Sql-server – Why might a table’s data space take up 4x the size of the raw data

disk-spacesql-server-2008

I have a table with 490 M rows and 55 GB of table space, so about 167 bytes per row. The table has three columns: a VARCHAR(100), a DATETIME2(0), and a SMALLINT. The average length of the text in the VARCHAR field is about 21.5, so the raw data should be around 32 bytes per row: 22+2 for the VARCHAR, 6 for the DATETIME2, and 2 for the 16-bit integer.

Note that the space above is data only, not indices. I'm using the value reported under Properties | Storage | General | Data space.

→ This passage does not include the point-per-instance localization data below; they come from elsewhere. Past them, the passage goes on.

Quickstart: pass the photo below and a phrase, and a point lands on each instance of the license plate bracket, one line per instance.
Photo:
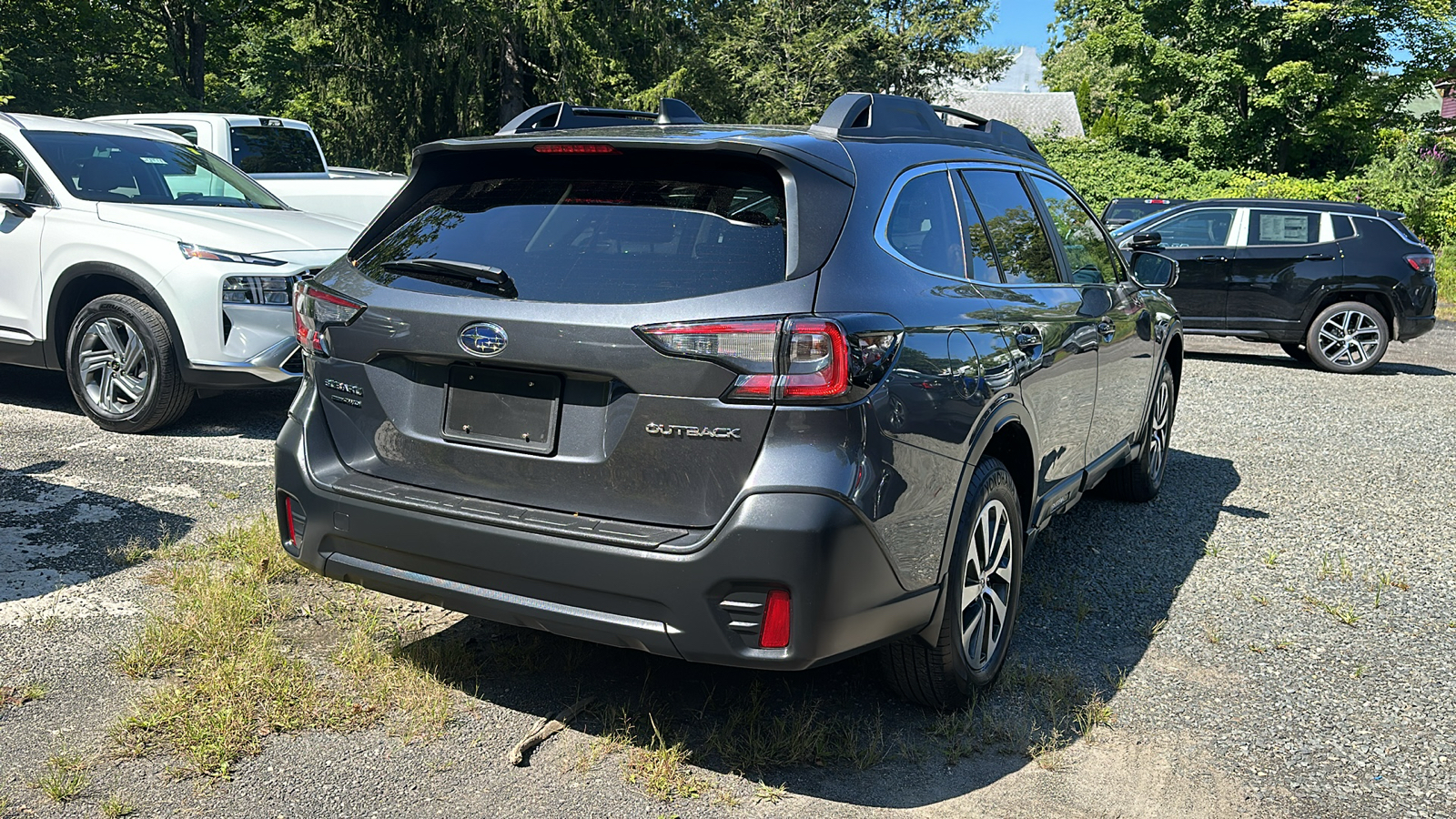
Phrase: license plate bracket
(502, 409)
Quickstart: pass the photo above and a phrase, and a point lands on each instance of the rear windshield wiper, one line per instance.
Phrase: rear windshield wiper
(468, 273)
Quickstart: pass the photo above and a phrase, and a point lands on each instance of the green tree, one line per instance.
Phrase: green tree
(1283, 85)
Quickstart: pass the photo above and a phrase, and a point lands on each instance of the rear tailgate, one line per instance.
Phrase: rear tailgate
(531, 383)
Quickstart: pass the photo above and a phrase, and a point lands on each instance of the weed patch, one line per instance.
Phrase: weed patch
(232, 680)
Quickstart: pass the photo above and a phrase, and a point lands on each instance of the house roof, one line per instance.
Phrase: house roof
(1037, 114)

Of course there must be some overhead, but 135 bytes per row seems like a lot, especially for a large table. Why might this be? Has anyone else seen similar multipliers? What factors can influence the amount of extra space required?

For comparison, I tried creating a table with two INT fields and 1 M rows. The data space required was 16.4 MB: 17 bytes per row, compared to 8 bytes of raw data. Another test table with an INT and a VARCHAR(100) populated with the same text as the real table uses 39 bytes per row (44 K rows), where I would expect 28 plus a little.

So the production table has considerably more overhead. Is this because it's larger? I'd expect index sizes to be roughly N * log(N), but I don't see why the space required for actual data to be non-linear.

Thanks in advance for any pointers!

EDIT:

All of the fields listed are NOT NULL. The real table has a clustered PK on the VARCHAR field and the DATETIME2 field, in that order. For the two tests, the first INT was the (clustered) PK.

If it matters: the table is a record of ping results. The fields are URL, ping date/time, and latency in milliseconds. Data is constantly appended, and never updated, but data is deleted periodically to cut it down to just a few records per hour per URL.

EDIT:

A very interesting answer here suggests that, for an index with much reading and writing, rebuilding may not be beneficial. In my case, the space consumed is a concern, but if write performance is more important, one may be better off with flabby indices.

Best Answer

After discussions in the comments on the original question, it appears in this case the lost space is caused by the choice of clustered key, which has led to massive fragmentation.

Always worth checking the state of fragmentation via sys.dm_db_index_physical_stats in these situations.

Edit: Following update in comments

The average page density (prior to rebuild of the clustered index) was 24%, which fits perfectly with the original question. The pages were only 1/4 full, so the total size was 4x the raw data size.